Au Nigeria, un programme pour la réinsertion des chefs jihadistes

Le gouvernement nigérian développe un programme pour convaincre les dirigeants du groupe Boko Haram, qui sème la terreur dans le pays depuis 2016, de déposer les armes et de réintégrer la société civile.

Avec agences

Du nom de «Sulhu», qui signifie «réconciliation» en arabe, ce programme secret du gouvernement nigérian entend convaincre les dirigeants du groupe jihadiste Boko Haram d’abandonner la lutte armée et de s’engager sur la voie de réintégration dans la société. Celui qui accepte est placé dans un programme de réinsertion qui, après un premier tri sur la sincérité du milicien, prévoit des cours de formation sur la légalité, une thérapie psycho-sociale et, enfin, un programme de réinsertion qui, bien que secret, suscite un grand débat dans la société nigériane, rapporte Fides.

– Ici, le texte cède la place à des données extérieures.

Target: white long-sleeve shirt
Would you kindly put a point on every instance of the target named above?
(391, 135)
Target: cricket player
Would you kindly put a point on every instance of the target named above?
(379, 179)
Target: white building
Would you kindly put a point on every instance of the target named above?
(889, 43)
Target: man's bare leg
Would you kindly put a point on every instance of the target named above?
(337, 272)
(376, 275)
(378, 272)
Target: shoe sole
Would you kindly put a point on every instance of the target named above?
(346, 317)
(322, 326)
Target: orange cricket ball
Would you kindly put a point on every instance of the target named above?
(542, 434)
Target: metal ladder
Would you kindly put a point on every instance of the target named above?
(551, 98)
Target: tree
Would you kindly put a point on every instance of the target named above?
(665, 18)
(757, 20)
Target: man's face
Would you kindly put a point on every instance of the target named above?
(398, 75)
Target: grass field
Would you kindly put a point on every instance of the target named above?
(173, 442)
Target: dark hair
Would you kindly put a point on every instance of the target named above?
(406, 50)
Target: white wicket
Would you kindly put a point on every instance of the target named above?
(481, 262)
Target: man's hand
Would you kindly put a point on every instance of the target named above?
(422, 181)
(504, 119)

Interrogé par l’agence des Œuvres Pontificales Missionnaires, le père Donatus Tizhe, prêtre administrateur du diocèse de Maiduguri, dans l'Etat de Borno, et curé de la paroisse de St Hilary Polo, commente : «Le Suhlu est un moyen d'amener les gens à la paix, à la réconciliation comme le dit le terme lui-même. Nous ne savons pas grand-chose à ce sujet car il s'agit d'un programme secret, mais nous avons la conviction qu'il fonctionnera après tant d'échecs. Ces dernières années, de nombreuses tentatives de dialogue ont échoué, les méthodes alternatives n'ont pas fonctionné et les gens continuent de souffrir pendant trop longtemps.»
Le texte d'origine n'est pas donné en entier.